En raison de la menace américaine, Israël s’est engagé à créer une nouvelle structure pour réglementer les investissements dans le pays. Mais paradoxalement, la high-tech ne fait pas partie des domaines protégés par le comité dont le but est d’empêcher les entreprises chinoises d’accéder à la technologie militaire et en particulier à la cybersécurité. Depuis l’établissement des relations diplomatiques entre Israël et la Chine en 1992, les exportations israéliennes vers la Chine sont passées à près de 4 milliards de dollars tandis que les importations en provenance de Chine ont dépassé 6 milliards de dollars en 2017. Les investissements chinois en Israël sont estimés à 11,4 milliards de dollars sur cette période.

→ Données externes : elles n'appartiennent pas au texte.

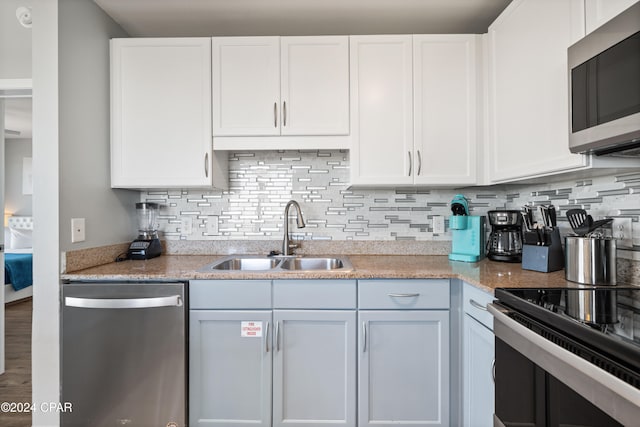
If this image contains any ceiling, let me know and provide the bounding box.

La Chine reste dans le viseur américain car Joe Biden a prévu de concentrer sa politique étrangère sur la Chine et l’Asie et moins sur le Moyen-Orient.
Depuis quelques années, Israël a vendu les meilleurs fleurons de son industrie chimique et alimentaire et même de haute technologie s’engageant parallèlement à remplacer les ouvriers palestiniens du bâtiment par des Chinois. Près de 11.000 ont reçu un permis de travail pour la construction du métro et de grands immeubles d’habitation de Tel Aviv.
Les investissements chinois sont nombreux. En 2011, 11% de la startup Waze a été vendue à Li Ka-Shing, milliardaire de Hong Kong qui en remerciements a fait un don au Technion. China National Chemical Corporation a acquis en 2011 la plus grande usine pétrochimique d’Ashdod, Agan chemicals, avec tous ses brevets de fabrication. En 2015, une création de la Histadrout, Tnouva, première entreprise de lait et de produits laitiers a été reprise par les Chinois via l’entreprise britannique Bright Food.
La Chine a gagné plusieurs appels d’offres pour la construction de l’une des lignes du tramway de Tel Aviv, du nouveau port d’Ashdod, et du train reliant cette ville au port d’Ashdod. Mais les Américains voient d’un mauvais œil, voire d’un œil suspect, cette invasion chinoise dans l’économie israélienne. Donald Trump avait fait part à Netanyahou du risque qu’il prenait au sujet des relations sécuritaires bilatérales. Le premier ministre avait donc donné ordre aux entreprises israéliennes de se borner à vendre que du matériel civil. Rafael, Elbit et Israel Aerospace Industries, qui ont été les premières entreprises à s’implanter en Chine, ont dû se résoudre à cesser leurs activités militaires. Israël a été parmi les premiers pays à reconnaitre en 1949 la République Populaire de Chine ce qui fait que les deux pays ont une longue histoire commune.
Mais cette dépendance trop étroite des industriels israéliens pourrait avoir pour conséquence de faire fuir les compagnies américaines comme ce fut le cas des sociétés françaises touchées par l’embargo imposé par le général de Gaulle. Israël a pris ce risque, surtout celui de permettre de se défaire des plus beaux bijoux de famille.